Which electron shells make up the electron gas? I want to get to know the concept of electronic gas. The first question is what does an electron gas consist of? If it consists for example of s or d electrons, I have a contradiction since the electron gas is delocalized and does not belong to any of the ions, but the s or d electrons are strictly localized near one of the ions.
 A: The abstract idea of a Fermi gas is simply that of a bunch of fermions that are free to move in space.
In this abstract framework, fermions (electrons) are not bound to an atom, and hence the usual quantum numbers ($n$, $l$, $m$, $\sigma$) that we use to describe atomic states are meaningless.
The energy states of a single particle are labeled by other quantum numbers, for example the momentum $\vec{k}$ and the spin $\sigma$ (usually they are $\varepsilon_k = \hbar^2k^2/2m$, where $m$ is the particle mass and they are degenerate in spin).
As long as the temperature is reasonably small, the only "active" fermions are those with an energy close to the Fermi energy because thermal fluctuations can make them jump to empty states that are very close in energy.

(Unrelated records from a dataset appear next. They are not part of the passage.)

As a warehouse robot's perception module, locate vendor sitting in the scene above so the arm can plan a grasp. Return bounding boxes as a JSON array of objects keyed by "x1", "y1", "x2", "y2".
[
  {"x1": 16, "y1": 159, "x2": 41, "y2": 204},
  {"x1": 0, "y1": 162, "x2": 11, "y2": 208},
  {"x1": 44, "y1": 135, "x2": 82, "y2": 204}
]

Now in real materials the situation is totally different, since electrons "come from" the $N$ atoms forming the crystal.
If all the atoms were decoupled (very far apart from each other), clearly the electronic states would be those of a single atom, but $N$-fold degenerate because there are $N$ atoms. Hence the energy spectrum would be very peaked around the atomic states' energies.
When the atoms are coupled (realistic case), it turns out that this degeneracy is broken and the spectrum broadens into a band of states, but you can still identify all those states with the atomic state from where they come ($1s$, $2s$, $2p$, etc.).

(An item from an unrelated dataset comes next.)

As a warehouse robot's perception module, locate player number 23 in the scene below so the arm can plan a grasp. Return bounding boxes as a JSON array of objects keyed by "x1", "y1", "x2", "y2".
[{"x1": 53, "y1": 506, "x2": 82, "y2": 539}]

Again the only active electrons are those with an energy level close to the Fermi energy, but clearly these electrons come from the atomic valence shell of the atom.
You can thus simplify the calculations by writing models that only involve energy bands close to the Fermi energy.
Notice that now, just because these bands "come from" atomic states, it doesn't mean that electrons are localized close to the atom! In fact they are completely delocalized.